After four verses that are set un-inspiringly low in the vocal register, at verse five the music modulates up a perfect fourth, offering an image of the Spirit descending as warm and bright harmony. The Holy Spirit is completely unaccountable, and, just as in Luke-Acts, so here: the hymn does not speculate about how or why. The incredible story is recounted without comment or demur. In any case, the awe-inspired apostles pray ‘Spirit of Christ, well come!’ For the coming of the Spirit is not an event ‘out there’: the disciples are profoundly affected, not just emotionally, but in their personalities. Having been followers of and learners from Jesus, they become ambassadors sent by the Messiah (Christ) into all the world, enthusiastically (filled with God) and effectively communicating God’s deeds of power to people of every language and culture. ‘Saving grace (is) to young and old proclaimed’, and ‘tirelessly God’s people say: Spirit of Christ is come!’
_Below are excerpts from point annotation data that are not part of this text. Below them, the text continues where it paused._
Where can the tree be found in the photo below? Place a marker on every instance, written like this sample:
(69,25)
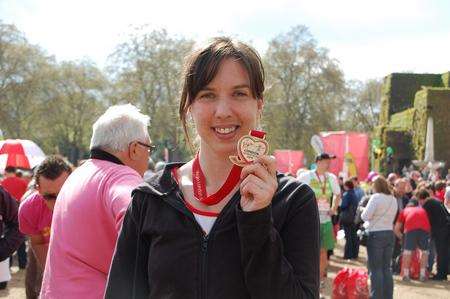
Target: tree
(146,71)
(305,89)
(75,101)
(362,107)
(23,72)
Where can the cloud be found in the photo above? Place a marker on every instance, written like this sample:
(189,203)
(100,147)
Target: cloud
(369,38)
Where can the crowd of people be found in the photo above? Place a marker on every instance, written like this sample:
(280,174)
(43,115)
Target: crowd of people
(392,217)
(112,228)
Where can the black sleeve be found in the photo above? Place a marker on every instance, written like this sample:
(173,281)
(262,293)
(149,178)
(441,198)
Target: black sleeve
(128,273)
(12,238)
(284,266)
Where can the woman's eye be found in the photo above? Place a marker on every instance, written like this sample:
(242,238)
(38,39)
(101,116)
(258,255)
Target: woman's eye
(207,96)
(240,94)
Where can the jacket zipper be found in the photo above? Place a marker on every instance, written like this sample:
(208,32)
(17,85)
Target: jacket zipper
(204,238)
(203,268)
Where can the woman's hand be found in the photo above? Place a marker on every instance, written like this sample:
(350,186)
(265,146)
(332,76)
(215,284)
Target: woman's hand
(258,184)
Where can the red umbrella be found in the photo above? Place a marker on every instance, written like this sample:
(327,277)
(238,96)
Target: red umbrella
(20,153)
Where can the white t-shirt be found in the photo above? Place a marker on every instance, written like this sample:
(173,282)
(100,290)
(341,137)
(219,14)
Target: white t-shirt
(380,212)
(331,181)
(206,222)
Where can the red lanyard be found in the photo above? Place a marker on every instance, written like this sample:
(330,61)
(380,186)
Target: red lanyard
(324,185)
(199,184)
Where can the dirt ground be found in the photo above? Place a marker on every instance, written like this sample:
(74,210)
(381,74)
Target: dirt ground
(408,290)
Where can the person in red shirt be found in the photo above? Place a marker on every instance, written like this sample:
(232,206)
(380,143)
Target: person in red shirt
(416,226)
(439,191)
(15,186)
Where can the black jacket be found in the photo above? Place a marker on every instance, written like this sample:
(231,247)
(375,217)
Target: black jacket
(11,238)
(162,252)
(438,216)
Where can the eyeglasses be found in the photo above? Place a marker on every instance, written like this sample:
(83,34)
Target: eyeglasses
(150,147)
(50,196)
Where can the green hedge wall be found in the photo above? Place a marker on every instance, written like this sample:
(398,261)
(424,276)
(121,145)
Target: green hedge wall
(399,90)
(446,79)
(434,102)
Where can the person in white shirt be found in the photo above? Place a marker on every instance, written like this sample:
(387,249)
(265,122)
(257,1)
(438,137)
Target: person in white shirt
(380,213)
(328,194)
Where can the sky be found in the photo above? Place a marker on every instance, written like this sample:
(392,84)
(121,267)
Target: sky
(369,39)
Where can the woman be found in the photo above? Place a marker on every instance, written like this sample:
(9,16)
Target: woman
(206,228)
(380,214)
(347,219)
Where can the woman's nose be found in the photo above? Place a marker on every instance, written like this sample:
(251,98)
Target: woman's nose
(223,108)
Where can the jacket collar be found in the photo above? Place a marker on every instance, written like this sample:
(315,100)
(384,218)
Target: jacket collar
(100,154)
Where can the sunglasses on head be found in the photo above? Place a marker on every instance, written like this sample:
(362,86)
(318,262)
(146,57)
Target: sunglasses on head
(150,147)
(50,196)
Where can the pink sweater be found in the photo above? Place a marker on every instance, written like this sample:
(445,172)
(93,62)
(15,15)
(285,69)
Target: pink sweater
(86,220)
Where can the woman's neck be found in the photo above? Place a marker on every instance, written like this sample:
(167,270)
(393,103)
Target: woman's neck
(215,167)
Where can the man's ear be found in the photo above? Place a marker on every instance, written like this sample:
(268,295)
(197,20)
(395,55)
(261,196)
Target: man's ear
(133,153)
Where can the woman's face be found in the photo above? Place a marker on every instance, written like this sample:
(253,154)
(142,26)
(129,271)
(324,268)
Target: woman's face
(225,109)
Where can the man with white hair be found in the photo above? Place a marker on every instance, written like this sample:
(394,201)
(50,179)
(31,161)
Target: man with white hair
(90,207)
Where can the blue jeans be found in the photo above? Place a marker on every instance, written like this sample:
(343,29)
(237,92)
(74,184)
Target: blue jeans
(380,246)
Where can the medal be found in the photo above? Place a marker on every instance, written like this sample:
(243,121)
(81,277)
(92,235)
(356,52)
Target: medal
(250,147)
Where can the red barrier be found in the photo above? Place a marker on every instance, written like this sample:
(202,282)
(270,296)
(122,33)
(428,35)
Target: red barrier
(355,143)
(289,161)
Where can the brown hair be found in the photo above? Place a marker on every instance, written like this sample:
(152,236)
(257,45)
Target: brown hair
(349,184)
(381,185)
(439,185)
(202,66)
(422,194)
(51,168)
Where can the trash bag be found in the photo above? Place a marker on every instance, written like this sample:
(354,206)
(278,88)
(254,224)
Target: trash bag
(350,284)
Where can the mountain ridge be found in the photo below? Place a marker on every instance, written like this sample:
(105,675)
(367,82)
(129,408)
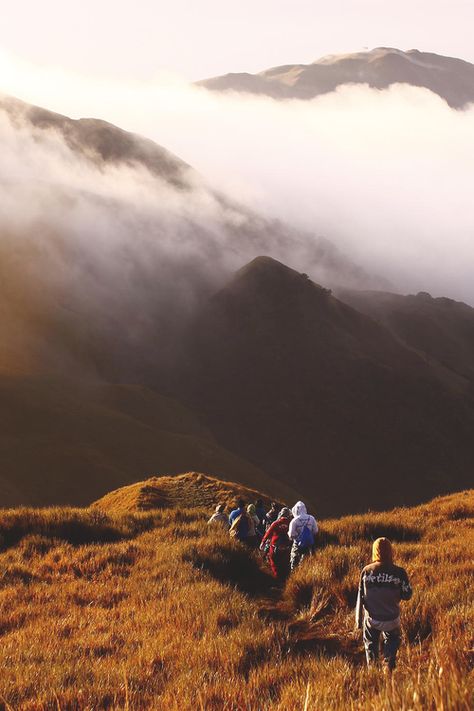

This is a hymn of deep feeling, but it is not about feeling. It recognizes a range of experience, from elation to boredom to elation again. What is central, though, is the constancy of the Church’s witness to Christ, as worked out in lives of apostolic fellowship.
The Welsh word ‘hwyl’ (hooil) is ‘uplift’, ‘cheer’, ‘joy’. It’s what may happen when the singing or the preaching ‘takes off’.